20 years, 3 months ago

20216  0
Posted on Nov 07, 2003, 12 p.m. By Bill Freeman

The Philosophy of Complementary and Alternative Medicine While many are familiar with the conventional health care practices of today, many are unfamiliar with the philosophies, methods, and treatments used in complementary and alternative medicine (CAM). Therapies are denoted as "complementary" when used in addition to conventional medical treatments and as "alternative" when used instead of conventional medical treatment.

The Philosophy of Complementary and Alternative Medicine

While many are familiar with the conventional health care practices of today, many are unfamiliar with the philosophies, methods, and treatments used in complementary and alternative medicine (CAM). Therapies are denoted as "complementary" when used in addition to conventional medical treatments and as "alternative" when used instead of conventional medical treatment. Studies show that CAM therapies are designed to safely and effectively treat and prevent various health conditions including cancer, cardiovascular disease, and osteoarthritis.

Many CAM therapies are denoted as "holistic," which means that the healthcare professional considers the entire patient including the physical, mental, and emotional aspects. In addition, many CAM therapies are referred to as "preventive," which means that rather than simply treating the symptoms, the healthcare professional treats and simultaneously educates the patient to help prevent the symptoms from taking place again and again.

To break it down even further, CAM therapies may be grouped into five major fields including alternative medical systems, mind-body interventions, biologically-based treatments, manipulative and body-based methods, and energy therapies. These may include, but are certainly not limited to, acupuncture, herbal medicines, and osteopathy.

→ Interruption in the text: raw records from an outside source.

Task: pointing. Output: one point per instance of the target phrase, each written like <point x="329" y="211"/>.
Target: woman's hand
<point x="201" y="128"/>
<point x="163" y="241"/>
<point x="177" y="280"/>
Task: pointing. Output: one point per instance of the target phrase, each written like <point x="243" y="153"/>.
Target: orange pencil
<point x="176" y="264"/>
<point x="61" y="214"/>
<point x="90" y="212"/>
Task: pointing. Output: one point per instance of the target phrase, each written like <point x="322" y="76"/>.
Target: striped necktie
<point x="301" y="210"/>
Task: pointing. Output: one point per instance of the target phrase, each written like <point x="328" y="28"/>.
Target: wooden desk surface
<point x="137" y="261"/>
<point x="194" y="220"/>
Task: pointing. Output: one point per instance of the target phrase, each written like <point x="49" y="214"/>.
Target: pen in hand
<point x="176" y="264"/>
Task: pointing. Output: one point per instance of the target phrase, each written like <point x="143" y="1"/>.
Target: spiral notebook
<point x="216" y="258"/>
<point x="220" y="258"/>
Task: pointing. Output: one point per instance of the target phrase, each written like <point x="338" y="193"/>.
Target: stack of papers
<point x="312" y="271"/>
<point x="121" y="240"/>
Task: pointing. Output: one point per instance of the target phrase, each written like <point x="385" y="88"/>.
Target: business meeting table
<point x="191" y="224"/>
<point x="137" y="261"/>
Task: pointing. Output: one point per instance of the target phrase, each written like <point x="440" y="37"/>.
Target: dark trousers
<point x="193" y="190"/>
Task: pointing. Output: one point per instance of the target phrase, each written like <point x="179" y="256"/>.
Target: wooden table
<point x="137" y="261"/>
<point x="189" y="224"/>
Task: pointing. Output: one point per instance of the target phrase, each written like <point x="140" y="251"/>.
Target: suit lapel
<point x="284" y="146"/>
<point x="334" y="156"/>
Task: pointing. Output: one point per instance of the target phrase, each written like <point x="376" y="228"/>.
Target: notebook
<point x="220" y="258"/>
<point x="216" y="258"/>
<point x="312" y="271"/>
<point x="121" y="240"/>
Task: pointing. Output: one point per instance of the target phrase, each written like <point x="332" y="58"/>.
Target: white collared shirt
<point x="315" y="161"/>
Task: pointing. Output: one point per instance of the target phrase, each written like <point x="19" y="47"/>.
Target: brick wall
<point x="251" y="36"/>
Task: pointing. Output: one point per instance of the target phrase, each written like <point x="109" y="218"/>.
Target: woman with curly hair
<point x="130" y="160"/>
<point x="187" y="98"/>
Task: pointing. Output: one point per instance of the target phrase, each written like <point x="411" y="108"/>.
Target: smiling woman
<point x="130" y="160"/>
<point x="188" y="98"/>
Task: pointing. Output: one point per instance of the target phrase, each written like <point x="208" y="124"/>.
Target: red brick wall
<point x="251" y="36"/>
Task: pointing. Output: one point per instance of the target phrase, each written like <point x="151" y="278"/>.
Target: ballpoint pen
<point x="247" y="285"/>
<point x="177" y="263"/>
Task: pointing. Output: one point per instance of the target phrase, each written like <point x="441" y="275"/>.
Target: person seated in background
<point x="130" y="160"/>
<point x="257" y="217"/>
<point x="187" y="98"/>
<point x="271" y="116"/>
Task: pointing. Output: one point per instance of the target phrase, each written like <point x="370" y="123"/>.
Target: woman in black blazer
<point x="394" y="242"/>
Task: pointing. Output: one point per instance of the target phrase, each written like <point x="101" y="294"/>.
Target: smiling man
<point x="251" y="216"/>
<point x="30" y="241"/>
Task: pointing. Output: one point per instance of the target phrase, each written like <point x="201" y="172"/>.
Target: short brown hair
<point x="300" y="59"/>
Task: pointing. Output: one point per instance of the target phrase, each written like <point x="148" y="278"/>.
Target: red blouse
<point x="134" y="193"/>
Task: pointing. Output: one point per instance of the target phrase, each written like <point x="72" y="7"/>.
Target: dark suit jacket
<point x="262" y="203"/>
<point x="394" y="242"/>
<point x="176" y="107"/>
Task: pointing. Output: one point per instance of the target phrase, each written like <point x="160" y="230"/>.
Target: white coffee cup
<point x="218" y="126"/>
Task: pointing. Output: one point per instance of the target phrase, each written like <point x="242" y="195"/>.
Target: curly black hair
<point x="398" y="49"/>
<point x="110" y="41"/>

More and more, people are discovering complementary and alternative treatments and their ability to promote well-being as well as relief of specific health problems. Today, approximately 69% of the U.S. populace reports using at least one form of CAM in any given year and roughly 64% of U.S. medical schools offer CAM courses. As the safety, effectiveness, and popularity of CAM therapies grow, it will be interesting to see what the future trends have in store for American health care.

References
Major Domains of Complementary and Alternative Medicine. (n. d.). Retrieved February 8, 2002, from http://nccam.nih.gov/fcp/classify/
Kessler W, Goodkind M. (1998, September 23). Americans mingle complementary techniques with traditional medicine. Stanford Online Report. Retrieved from http://www.stanford.edu/dept/news/report/news/september23/altsurvey923.html
Wetzel Ms, Eisenberg DM, Kaptchuk TJ, et al. Courses involving complementary and alternative medicine at US medical schools. JAMA 1998;280(9):784.